Le pélagianisme est une doctrine développée à partir de la deuxième moitié du IVe siècle par l'ascète breton Pélage, Célestius, Julien d'Éclane et leurs disciples. Caractérisé par l'insistance sur le libre arbitre de l'homme, le pélagianisme professe que la liberté régit les rapports entre l'homme et Dieu car la nature humaine n'a pas été complètement corrompue par le péché originel. Il est donc possible d'être sans péché (en latin : posse sine peccato esse).

Deuxième doctrine dissidente du christianisme combattue par Augustin après le donatisme, le pélagianisme s'attire l'hostilité de l'épiscopat africain marqué par l'idée de la grâce d'Agustin, qui obtient la condamnation de ce courant par l’empereur Honorius, puis par le 16e concile de Carthage en 418, avec l'approbation du pape Zosime.

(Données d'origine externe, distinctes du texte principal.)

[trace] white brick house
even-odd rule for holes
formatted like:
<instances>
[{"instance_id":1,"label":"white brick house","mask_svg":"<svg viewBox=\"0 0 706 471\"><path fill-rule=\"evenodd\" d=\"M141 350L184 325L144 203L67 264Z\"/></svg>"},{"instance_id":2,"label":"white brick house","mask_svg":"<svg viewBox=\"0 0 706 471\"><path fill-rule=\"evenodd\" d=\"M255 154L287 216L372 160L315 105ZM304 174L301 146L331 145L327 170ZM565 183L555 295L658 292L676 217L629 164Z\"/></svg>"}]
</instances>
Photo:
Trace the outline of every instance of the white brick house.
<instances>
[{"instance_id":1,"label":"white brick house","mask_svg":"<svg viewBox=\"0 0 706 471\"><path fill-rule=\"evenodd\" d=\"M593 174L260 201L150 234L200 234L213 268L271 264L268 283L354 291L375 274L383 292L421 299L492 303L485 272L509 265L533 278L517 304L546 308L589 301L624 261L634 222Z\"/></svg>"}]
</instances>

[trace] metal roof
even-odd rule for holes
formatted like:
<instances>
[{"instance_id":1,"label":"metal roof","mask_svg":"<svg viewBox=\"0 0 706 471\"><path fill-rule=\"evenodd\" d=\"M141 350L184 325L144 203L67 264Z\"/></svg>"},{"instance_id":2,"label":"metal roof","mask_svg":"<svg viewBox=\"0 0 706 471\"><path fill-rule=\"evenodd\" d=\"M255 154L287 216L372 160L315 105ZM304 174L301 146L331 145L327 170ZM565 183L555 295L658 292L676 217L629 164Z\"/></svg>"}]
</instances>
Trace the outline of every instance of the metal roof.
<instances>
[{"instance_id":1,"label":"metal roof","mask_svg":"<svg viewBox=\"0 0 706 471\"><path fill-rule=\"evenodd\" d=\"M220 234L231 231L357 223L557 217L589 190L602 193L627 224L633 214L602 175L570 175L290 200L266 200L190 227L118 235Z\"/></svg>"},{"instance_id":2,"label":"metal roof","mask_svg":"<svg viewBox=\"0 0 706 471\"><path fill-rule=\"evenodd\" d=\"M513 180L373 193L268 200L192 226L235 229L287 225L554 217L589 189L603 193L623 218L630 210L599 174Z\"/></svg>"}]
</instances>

Ce courant de pensée naturaliste et rationaliste peut être rapproché de la doctrine de la grâce chez Abélard[1].

Établi à Rome et devenu le maître spirituel d'un groupe d’aristocrates, Pélage enseigne qu'il est possible de choisir le bien et de vivre sans péché, de suivre les commandements de Dieu en exaltant la primauté et l'efficacité de l'effort personnel dans la pratique de la vertu.

Pélage, en fait influencé par un ouvrage de jeunesse d'Augustin d'Hippone, De libero arbitrio (Traité du libre arbitre), écrit pour combattre le manichéisme. Il cite dans son De natura un passage du livre III du traité d'Augustin[2].

Le pélagianisme soutient que l'homme peut, par son seul libre arbitre, s'abstenir du péché en contestant le péché originel. En effet, pour le moine breton, les hommes ne doivent pas supporter le péché originel d'Adam - qui n'a nui qu'au seul Adam - dans leurs actions, et ne doivent donc pas se racheter à jamais. Pélage lui-même ne nie pas (bien qu'il la minimise) l'importance de la grâce divine, au contraire de certains de ses disciples. Henri-Irénée Marrou a précisé que Pélage n'a pas rejeté par principe la grâce, mais l'a dénaturée en considérant que la première et la plus grande des grâces est le don du Créateur à l'homme de sa nature dont l'attribut majeur est la liberté (alors que celle-ci peut-être cause de perdition et n’a d’autre but que de rendre valide et sans contrainte l’amour de Dieu). Ce faisant, Pélage faisait du Christ, non plus un rédempteur, mais un modèle extraordinaire. Et en insistant sur la nécessité de la lutte et de l'effort, sa doctrine se réduisait à un idéal de perfections évangéliques[3], niant l’importance de la vie de la grâce.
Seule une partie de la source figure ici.